Rússia enfrenta novas sanções dos EUA e da UE por crise com Ucrânia

Os governos da União Europeia concordaram nesta quinta-feira em adotar novas sanções contra a Rússia na sexta por causa da crise com a Ucrânia, mas poderão retirar a restrição no próximo mês se Moscou cumprir uma frágil trégua, enquanto os Estados Unidos preparam suas próprias novas sanções.

ADRIAN CROFT E ARSHAD MOHAMMED, REUTERS

11 de setembro de 2014 | 19h36

São os passos mais recentes dos Estados Unidos e da UE desde a anexação da Crimeia pela Rússia em março, que o Ocidente vê como um esforço para desestabilizar ainda mais a Ucrânia, apoiando os separatistas pró-russos com tropas e armas.

O presidente dos EUA, Barack Obama, disse que irá fornecer detalhes sobre as novas sanções do país na sexta-feira. Os Estados Unidos planejam impor sanções ao Sberbank, o maior banco da Rússia, e limitar ainda mais o acesso de outros bancos russos ao capital norte-americano, disseram fontes familiarizadas com o assunto nesta quinta-feira.

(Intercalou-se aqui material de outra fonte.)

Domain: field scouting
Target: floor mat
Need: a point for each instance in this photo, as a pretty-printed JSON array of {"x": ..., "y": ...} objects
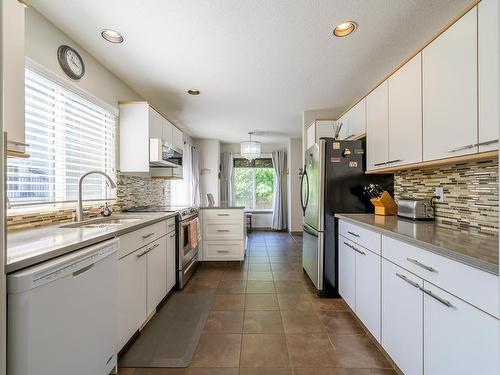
[{"x": 171, "y": 337}]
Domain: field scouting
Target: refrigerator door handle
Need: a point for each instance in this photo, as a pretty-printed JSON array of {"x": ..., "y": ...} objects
[{"x": 305, "y": 177}]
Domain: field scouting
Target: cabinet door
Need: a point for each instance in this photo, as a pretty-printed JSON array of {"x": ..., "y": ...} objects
[
  {"x": 155, "y": 124},
  {"x": 450, "y": 91},
  {"x": 368, "y": 289},
  {"x": 402, "y": 318},
  {"x": 357, "y": 119},
  {"x": 177, "y": 138},
  {"x": 405, "y": 113},
  {"x": 347, "y": 272},
  {"x": 488, "y": 74},
  {"x": 131, "y": 295},
  {"x": 458, "y": 338},
  {"x": 171, "y": 265},
  {"x": 377, "y": 127},
  {"x": 325, "y": 129},
  {"x": 345, "y": 129},
  {"x": 13, "y": 73},
  {"x": 157, "y": 273}
]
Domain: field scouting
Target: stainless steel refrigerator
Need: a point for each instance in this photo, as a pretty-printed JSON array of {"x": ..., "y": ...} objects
[{"x": 332, "y": 182}]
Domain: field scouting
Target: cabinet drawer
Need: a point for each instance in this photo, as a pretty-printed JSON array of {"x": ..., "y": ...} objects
[
  {"x": 222, "y": 214},
  {"x": 132, "y": 241},
  {"x": 361, "y": 236},
  {"x": 227, "y": 250},
  {"x": 171, "y": 224},
  {"x": 222, "y": 231},
  {"x": 477, "y": 287}
]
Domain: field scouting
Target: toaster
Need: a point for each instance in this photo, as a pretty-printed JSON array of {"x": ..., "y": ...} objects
[{"x": 416, "y": 209}]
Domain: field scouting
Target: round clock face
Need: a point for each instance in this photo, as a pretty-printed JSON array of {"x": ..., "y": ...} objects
[{"x": 71, "y": 62}]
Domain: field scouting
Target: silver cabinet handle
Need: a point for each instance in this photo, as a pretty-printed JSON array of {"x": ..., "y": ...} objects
[
  {"x": 154, "y": 246},
  {"x": 437, "y": 298},
  {"x": 356, "y": 250},
  {"x": 463, "y": 148},
  {"x": 414, "y": 261},
  {"x": 487, "y": 142},
  {"x": 412, "y": 283},
  {"x": 143, "y": 253}
]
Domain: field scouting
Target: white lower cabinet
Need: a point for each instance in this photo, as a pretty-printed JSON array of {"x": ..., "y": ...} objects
[
  {"x": 458, "y": 338},
  {"x": 347, "y": 272},
  {"x": 131, "y": 295},
  {"x": 402, "y": 318},
  {"x": 171, "y": 264},
  {"x": 368, "y": 290},
  {"x": 157, "y": 273}
]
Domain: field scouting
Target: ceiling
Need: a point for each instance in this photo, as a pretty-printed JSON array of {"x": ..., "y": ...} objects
[{"x": 258, "y": 63}]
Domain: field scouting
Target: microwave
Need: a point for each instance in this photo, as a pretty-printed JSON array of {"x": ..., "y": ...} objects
[{"x": 162, "y": 154}]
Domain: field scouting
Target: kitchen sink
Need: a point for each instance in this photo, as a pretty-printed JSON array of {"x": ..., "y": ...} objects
[{"x": 102, "y": 223}]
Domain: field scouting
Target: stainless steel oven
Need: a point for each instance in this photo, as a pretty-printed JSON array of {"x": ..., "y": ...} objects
[{"x": 187, "y": 255}]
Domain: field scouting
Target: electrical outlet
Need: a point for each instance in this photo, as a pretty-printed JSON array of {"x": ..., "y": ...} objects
[{"x": 439, "y": 193}]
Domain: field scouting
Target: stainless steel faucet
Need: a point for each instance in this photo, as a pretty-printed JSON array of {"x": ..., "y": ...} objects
[{"x": 79, "y": 208}]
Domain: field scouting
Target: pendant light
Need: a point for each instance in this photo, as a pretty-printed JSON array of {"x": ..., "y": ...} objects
[{"x": 250, "y": 150}]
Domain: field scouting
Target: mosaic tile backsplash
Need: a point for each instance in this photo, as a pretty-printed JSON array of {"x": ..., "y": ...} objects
[
  {"x": 470, "y": 193},
  {"x": 131, "y": 191},
  {"x": 141, "y": 191}
]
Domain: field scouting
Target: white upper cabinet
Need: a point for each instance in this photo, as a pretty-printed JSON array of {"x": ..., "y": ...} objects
[
  {"x": 405, "y": 113},
  {"x": 489, "y": 98},
  {"x": 13, "y": 55},
  {"x": 177, "y": 138},
  {"x": 357, "y": 119},
  {"x": 377, "y": 127},
  {"x": 138, "y": 123},
  {"x": 450, "y": 91}
]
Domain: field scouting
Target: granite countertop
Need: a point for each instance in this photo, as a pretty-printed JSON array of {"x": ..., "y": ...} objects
[
  {"x": 28, "y": 247},
  {"x": 476, "y": 250},
  {"x": 221, "y": 205}
]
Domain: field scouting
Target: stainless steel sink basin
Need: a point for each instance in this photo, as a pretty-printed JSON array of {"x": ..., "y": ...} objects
[{"x": 102, "y": 223}]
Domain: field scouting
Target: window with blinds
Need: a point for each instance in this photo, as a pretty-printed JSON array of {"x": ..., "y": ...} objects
[{"x": 68, "y": 135}]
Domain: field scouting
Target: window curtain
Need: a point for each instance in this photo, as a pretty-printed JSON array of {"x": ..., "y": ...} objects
[
  {"x": 195, "y": 181},
  {"x": 226, "y": 194},
  {"x": 279, "y": 199}
]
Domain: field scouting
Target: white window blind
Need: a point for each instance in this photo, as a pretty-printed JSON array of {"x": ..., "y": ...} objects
[{"x": 68, "y": 135}]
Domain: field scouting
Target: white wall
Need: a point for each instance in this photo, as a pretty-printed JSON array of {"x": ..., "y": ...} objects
[
  {"x": 294, "y": 164},
  {"x": 42, "y": 41},
  {"x": 209, "y": 162}
]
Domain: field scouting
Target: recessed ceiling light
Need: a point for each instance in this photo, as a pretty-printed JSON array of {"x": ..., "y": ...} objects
[
  {"x": 345, "y": 28},
  {"x": 112, "y": 36}
]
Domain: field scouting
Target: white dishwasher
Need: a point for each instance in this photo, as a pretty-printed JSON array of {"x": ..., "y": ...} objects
[{"x": 62, "y": 314}]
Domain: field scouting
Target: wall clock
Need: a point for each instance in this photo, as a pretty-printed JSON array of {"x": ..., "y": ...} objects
[{"x": 71, "y": 62}]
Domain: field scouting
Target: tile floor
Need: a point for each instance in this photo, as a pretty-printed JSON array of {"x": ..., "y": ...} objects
[{"x": 267, "y": 320}]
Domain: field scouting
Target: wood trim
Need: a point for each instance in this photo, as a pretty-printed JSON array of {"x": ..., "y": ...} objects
[
  {"x": 17, "y": 154},
  {"x": 438, "y": 162},
  {"x": 448, "y": 25}
]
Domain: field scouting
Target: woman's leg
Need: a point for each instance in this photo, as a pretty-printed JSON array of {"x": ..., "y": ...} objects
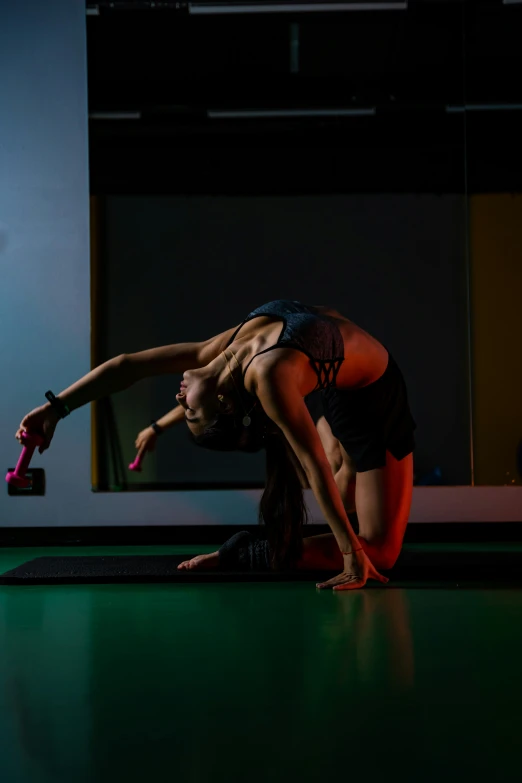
[{"x": 383, "y": 501}]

Os 28 governos dos Estados membros da UE concordaram na semana passada sobre as novas sanções contra a Rússia, mas passaram vários dias discutindo sobre seu anúncio e implementação.

O Ministério das Relações Exteriores da Rússia disse que a aprovação das novas sanções pela UE mostrou que a União Europeia "fez sua escolha contra" o mapa do caminho de paz destinado a acabar com o pior confronto entre Moscou e o Ocidente desde a Guerra Fria.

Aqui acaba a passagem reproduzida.